A quick reflection on the FOMC statement

Federal Reserve issues FOMC statement
As expected, the FOMC raised the short term rate another 0.25% to a range of 1.00%-1.25%. It feels like we are finally in a consistent hiking cycle. More importantly, we need to look past the headlines.

The most interesting development was a few phrases about decreasing the over $4.4tn balance sheet later this year along with an addendum outlining the process. I think this is an optimistic goal as I don’t believe we should see a balance sheet reduction until we get the short term rate up around 1.75%-2.0%. Obviously this is possible as the FOMC can still raise the short term rate 0.25% in September and 0.50% in December while simultaneously enacting the balance sheet reduction program. While this is optimistic (perhaps not realistic nor healthy), I would be more than happy to see balance sheet reduction this year.

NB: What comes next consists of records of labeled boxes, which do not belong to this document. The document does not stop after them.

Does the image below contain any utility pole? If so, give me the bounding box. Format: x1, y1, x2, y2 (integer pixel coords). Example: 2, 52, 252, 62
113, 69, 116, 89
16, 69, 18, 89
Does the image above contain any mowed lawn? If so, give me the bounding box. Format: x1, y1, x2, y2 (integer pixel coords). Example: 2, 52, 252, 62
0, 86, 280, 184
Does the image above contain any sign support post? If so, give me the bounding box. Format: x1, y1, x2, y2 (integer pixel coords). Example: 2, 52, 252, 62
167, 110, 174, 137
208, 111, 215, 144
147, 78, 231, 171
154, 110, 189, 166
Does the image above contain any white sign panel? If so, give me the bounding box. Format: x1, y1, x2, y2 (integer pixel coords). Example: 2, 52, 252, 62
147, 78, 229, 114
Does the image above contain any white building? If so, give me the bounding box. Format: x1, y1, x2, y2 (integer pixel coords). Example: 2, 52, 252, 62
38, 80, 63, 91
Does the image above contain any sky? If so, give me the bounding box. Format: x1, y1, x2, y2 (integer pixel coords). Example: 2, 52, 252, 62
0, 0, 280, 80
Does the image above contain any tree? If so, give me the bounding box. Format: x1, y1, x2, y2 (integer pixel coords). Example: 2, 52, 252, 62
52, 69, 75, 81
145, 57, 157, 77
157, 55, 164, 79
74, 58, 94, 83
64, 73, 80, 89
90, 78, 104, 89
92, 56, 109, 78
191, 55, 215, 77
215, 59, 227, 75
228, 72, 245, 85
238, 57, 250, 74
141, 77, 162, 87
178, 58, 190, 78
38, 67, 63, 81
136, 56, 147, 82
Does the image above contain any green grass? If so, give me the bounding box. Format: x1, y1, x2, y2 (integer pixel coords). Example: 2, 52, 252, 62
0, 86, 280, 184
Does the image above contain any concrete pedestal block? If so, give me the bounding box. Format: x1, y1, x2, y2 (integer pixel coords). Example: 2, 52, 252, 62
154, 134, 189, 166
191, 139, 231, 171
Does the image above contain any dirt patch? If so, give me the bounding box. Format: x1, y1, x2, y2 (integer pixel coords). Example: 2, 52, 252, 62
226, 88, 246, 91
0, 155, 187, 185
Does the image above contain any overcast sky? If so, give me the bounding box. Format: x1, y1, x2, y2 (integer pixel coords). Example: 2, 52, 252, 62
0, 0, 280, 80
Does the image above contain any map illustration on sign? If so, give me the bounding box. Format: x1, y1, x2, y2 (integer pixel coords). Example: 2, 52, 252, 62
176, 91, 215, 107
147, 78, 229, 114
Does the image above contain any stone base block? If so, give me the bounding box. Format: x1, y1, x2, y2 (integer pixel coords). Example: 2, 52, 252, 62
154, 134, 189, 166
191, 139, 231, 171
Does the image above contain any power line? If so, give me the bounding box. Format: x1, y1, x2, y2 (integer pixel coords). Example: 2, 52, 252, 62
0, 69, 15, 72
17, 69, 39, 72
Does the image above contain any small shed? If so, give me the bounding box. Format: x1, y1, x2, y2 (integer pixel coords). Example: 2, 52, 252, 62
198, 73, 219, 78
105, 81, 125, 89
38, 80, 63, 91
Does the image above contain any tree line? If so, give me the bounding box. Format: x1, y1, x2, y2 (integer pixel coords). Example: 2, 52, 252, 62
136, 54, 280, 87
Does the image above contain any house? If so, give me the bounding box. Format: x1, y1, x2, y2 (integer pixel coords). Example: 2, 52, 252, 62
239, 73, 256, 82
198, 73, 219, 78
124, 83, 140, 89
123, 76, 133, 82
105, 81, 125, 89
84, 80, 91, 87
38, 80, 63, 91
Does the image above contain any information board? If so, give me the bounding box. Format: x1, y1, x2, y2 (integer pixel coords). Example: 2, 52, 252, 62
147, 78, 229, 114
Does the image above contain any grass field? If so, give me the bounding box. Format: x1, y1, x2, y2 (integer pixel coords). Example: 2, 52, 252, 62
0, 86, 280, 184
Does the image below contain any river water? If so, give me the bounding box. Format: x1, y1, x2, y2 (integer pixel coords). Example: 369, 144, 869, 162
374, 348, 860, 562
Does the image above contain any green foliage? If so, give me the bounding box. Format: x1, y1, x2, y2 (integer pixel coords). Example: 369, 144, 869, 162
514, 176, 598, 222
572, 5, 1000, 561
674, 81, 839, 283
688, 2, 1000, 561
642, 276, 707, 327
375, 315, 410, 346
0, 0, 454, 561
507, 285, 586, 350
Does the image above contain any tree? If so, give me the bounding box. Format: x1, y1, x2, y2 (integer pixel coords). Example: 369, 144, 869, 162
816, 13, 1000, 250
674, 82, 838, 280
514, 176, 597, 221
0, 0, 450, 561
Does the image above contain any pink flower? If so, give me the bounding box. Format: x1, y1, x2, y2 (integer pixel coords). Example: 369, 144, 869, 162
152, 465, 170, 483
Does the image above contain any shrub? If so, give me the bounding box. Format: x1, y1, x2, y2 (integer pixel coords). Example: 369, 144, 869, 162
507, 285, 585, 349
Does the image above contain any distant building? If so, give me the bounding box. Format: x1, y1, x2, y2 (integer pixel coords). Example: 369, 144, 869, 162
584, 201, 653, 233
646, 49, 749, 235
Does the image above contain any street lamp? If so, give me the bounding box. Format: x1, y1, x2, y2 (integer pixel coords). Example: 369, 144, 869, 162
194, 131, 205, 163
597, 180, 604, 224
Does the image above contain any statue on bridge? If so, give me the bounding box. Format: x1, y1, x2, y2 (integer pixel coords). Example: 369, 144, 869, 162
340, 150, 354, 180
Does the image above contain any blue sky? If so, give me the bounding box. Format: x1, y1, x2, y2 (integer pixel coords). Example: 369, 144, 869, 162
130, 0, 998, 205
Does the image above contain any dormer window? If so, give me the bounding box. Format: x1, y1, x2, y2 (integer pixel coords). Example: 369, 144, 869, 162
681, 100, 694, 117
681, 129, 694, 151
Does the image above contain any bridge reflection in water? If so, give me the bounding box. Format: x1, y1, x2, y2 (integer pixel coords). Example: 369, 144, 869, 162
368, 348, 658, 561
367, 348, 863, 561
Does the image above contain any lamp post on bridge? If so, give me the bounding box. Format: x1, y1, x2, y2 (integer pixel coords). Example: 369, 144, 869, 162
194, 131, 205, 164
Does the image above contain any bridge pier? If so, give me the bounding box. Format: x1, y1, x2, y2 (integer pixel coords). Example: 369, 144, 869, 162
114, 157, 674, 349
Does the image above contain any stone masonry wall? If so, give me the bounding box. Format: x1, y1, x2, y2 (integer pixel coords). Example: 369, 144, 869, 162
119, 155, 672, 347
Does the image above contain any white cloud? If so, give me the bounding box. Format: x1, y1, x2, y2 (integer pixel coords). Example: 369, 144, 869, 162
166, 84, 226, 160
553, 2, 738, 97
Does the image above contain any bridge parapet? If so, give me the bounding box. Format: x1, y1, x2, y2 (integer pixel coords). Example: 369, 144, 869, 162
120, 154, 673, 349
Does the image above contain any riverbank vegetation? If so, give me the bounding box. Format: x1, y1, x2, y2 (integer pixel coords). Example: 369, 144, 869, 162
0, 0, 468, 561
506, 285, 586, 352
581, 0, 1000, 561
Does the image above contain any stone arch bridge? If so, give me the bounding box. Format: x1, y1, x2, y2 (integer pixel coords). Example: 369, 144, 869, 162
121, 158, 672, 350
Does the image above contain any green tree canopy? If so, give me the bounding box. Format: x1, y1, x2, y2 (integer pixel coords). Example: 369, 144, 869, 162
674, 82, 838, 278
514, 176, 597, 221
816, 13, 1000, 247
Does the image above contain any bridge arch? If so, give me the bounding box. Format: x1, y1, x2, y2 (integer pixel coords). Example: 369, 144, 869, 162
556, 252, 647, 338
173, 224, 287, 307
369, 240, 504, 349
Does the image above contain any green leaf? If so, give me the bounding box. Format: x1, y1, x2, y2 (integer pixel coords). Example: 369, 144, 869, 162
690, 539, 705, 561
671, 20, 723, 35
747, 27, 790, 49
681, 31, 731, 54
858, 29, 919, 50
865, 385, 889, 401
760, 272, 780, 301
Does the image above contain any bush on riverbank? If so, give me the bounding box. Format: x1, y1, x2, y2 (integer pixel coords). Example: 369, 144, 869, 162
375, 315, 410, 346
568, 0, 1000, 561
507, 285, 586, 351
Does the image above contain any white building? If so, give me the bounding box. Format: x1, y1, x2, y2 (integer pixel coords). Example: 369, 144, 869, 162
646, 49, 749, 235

The other development that stands out to me is Chairwoman Yellen’s comments that everything being is in place for higher inflation. I’ve been touting this for some time, so either we are correct or blissfully ignorant of reality. Lastly, I tend to believe Chairwoman Yellen is using an oft forgotten central bank policy tool: the power of words. Often times by telling market participants inflation will pick up is enough to cause a little more inflation as expectations for inflation typically filter through the system to cause real inflation.